Open Beats of Rage is an open source continuation of the Beats of Rage engine. Although Beats of Rage was intended to be a stand-alone game, the modular design of in game elements and engine meant end users were able to replace assets with creations of their own, called mods. For instance, it is possible to swap the character Kula Gem with another King of Fighters entity such as Terry Bogard. With a bit of work, the engine allowed building entirely new games. Seeing the potential in such an application, developer kirby2000 obtained source code and licensing permission from Senile Team to continue development. The new project was renamed OpenBOR.

OpenBOR development centered around a loose coalition of individuals until 2006 when SumoIX joined the community and reorganized code work into a group now known as the OpenBOR Team. SumoIX retired from OpenBOR development in 2011, turning project lead duties over to Damon "DC" Caskey. DC migrated development from SourceForge to GitHub in April 2017, with engine development and an active module making community continuing to the present day.
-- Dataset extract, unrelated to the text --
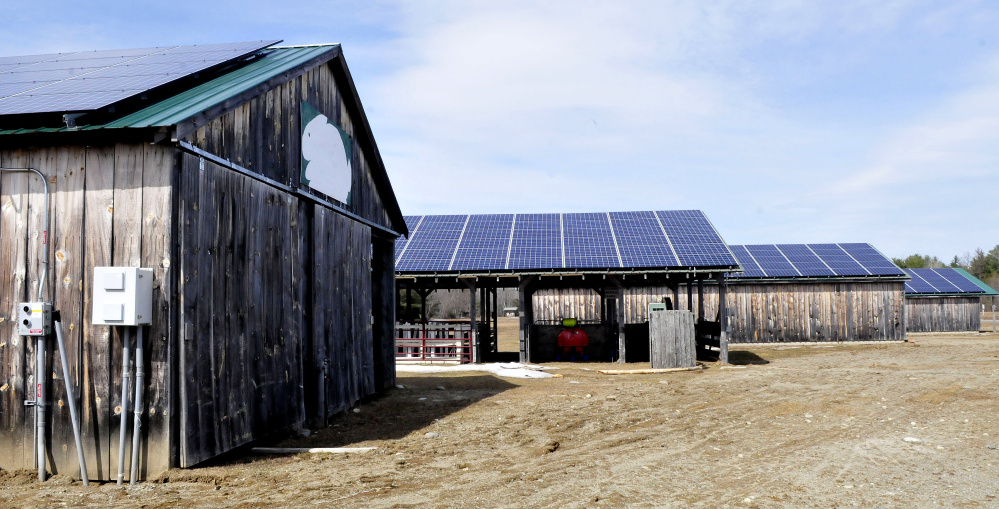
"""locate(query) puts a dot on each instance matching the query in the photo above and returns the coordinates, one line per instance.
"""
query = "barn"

Compared to the predecessor it was built from, OpenBOR eliminates the various numerical limitations, provides a high definition graphic suite, adds far more gameplay options, and includes an extendable C based scripting engine that allows authors to modify, add to, or outright replace default engine functionality. It is often advertised as "The ultimate 2D engine" and "the most powerful 2D sprite based engine in the world". OpenBOR is royalty-free and its licensing model allows authors to create commercial games, although authors are asked to mention the engine as part of a splash screen or in some similar manner.
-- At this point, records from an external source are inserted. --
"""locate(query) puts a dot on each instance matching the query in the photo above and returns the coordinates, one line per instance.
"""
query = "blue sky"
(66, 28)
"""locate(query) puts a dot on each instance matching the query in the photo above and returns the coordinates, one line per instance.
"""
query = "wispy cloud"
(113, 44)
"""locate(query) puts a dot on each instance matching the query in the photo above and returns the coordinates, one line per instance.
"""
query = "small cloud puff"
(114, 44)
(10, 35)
Due to efforts towards backward compatibility, most modules intended for the Beats of Rage engine will play on OpenBOR. However, the enemy characters will exhibit far more difficult and aggressive behavior.

=== OpenBOR EXA ===
In 2021, exA-Arcadia ported OpenBOR to their arcade platform. In order to use it for arcades, exA-Arcadia re-factored the engine to use hardware rendering instead of the software rendering of the original version. New features that were not possible before have been added: 8 player support, handling of coins & credits, multiple language support, new HUD features, high score saving with names, new scanline logic, and 1 frame input latency. This version of the tool is only available for exA-Arcadia developers.